The browser standards required for accessing Web COBRADesk are Netscape Navigator 6.0 or greater and Microsoft Internet Explorer 5.5 or greater. Browser upgrades are available free of charge through the respective Netscape and Microsoft Web Sites. An application designed for the Web must be supported by the current browsers to ensure maximum performance, reliability, flexibility, privacy, and security. Web COBRADesk's layout, screens, dialog boxes, scroll bars, list boxes, grids, and links conform to the latest browser versions.

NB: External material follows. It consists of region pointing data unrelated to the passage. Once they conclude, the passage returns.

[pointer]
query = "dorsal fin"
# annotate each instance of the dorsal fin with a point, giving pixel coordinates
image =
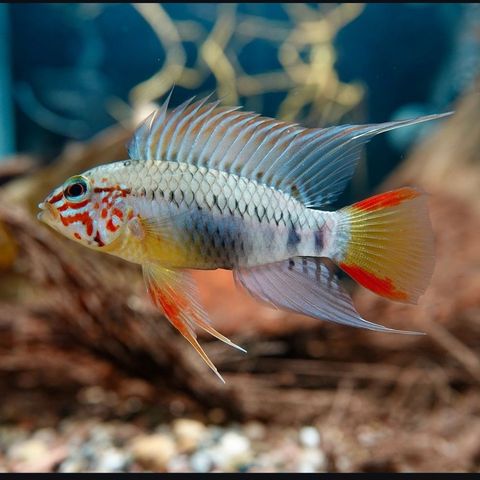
(313, 165)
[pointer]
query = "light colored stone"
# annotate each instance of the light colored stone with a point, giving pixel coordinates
(153, 451)
(201, 462)
(309, 437)
(232, 451)
(189, 433)
(112, 460)
(29, 451)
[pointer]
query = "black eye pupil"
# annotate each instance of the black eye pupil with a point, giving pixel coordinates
(76, 190)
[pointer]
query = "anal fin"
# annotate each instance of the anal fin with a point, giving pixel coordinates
(174, 293)
(305, 285)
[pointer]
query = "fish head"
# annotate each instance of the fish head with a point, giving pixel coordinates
(86, 210)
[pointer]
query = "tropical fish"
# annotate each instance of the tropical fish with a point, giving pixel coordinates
(208, 186)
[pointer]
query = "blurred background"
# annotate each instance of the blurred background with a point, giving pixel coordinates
(92, 378)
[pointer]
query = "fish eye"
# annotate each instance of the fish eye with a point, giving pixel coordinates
(76, 189)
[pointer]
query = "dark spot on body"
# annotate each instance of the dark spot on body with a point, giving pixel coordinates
(293, 238)
(318, 235)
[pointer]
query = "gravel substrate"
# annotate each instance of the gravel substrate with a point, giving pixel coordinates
(185, 445)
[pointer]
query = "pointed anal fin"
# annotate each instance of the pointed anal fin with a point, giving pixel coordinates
(307, 286)
(174, 293)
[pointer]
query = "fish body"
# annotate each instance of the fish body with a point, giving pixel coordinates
(214, 219)
(210, 187)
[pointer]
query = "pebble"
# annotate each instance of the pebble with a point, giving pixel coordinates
(153, 451)
(233, 451)
(29, 451)
(189, 434)
(201, 462)
(309, 437)
(112, 460)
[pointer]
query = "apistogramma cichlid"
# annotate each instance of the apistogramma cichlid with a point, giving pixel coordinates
(209, 187)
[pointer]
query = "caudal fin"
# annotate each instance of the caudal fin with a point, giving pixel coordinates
(387, 244)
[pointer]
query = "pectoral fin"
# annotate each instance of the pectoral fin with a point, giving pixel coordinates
(174, 293)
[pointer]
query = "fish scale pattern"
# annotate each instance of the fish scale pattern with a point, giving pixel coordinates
(223, 220)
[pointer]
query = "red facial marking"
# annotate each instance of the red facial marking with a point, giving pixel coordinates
(123, 191)
(111, 226)
(388, 199)
(98, 240)
(56, 198)
(118, 213)
(83, 217)
(381, 286)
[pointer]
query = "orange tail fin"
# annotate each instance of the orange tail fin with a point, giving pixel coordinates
(387, 244)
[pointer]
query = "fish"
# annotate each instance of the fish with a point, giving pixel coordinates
(210, 186)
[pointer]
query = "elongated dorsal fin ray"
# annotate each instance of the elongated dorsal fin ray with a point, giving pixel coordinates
(305, 285)
(313, 165)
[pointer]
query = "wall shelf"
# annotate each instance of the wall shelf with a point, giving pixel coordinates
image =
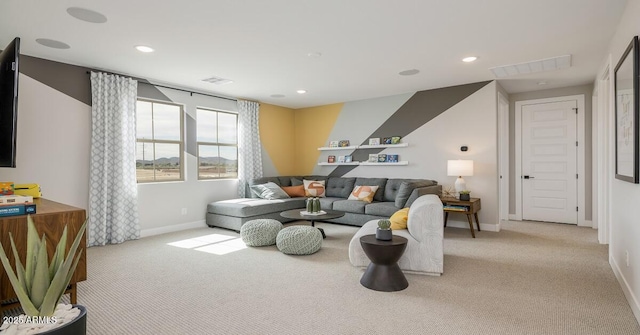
(385, 163)
(365, 146)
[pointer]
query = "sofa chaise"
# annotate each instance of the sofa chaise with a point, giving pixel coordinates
(391, 195)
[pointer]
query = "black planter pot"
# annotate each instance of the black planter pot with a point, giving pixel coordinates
(384, 234)
(75, 327)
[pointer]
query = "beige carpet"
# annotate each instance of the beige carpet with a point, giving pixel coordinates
(531, 278)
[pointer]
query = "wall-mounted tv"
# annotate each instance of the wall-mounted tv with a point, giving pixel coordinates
(9, 102)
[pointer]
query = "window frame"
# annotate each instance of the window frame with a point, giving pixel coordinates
(153, 141)
(218, 144)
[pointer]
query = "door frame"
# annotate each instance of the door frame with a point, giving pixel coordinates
(503, 158)
(580, 130)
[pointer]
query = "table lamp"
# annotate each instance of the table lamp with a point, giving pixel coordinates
(460, 168)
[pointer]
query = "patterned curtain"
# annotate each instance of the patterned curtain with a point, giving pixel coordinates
(113, 192)
(249, 147)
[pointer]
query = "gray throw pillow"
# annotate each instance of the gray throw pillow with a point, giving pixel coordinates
(269, 191)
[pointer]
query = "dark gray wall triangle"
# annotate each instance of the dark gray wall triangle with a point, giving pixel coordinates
(421, 108)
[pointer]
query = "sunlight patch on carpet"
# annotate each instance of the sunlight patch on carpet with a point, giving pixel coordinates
(214, 244)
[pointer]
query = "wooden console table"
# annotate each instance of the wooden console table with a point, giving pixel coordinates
(50, 219)
(469, 208)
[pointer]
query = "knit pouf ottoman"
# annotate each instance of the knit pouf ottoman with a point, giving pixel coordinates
(260, 232)
(299, 240)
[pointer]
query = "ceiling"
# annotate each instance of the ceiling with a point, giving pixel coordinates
(337, 50)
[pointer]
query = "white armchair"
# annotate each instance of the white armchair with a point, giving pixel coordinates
(425, 233)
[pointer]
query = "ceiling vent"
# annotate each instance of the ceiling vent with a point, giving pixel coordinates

Department staff members are dedicated to assisting filers when they access and navigate Web COBRADesk. The Department will sponsor training sessions at the NASD's training facilities in Rockville, Maryland, and thirdparty training facilities in New York City. Training in New York will be held June 24-26, and training in Rockville, Maryland, will be held July 9-11. A nominal fee of $75 will be charged to offset the cost of the facilities. For more information about the training session, including an online registration form, visit the Web COBRADesk Web Page at

The Department will also provide assistance to members and their counsel who have questions and are unfamiliar with the system. If you are interested in participating in one of the training sessions, please let us know by sending an e-mail to [email protected] by May 29, 2002. Preferences regarding dates and times for the training sessions will be assigned in the order that the e-mail requests are received by the Department.


1 On September 28, 2001, the SEC published for comment proposed amendments that would require foreign private issuers and foreign governments to file electronically through the EDGAR system their securities documents, including registration statements under the Securities Act of 1933 and registration statements, reports and other documents under the Securities Exchange Act of 1934.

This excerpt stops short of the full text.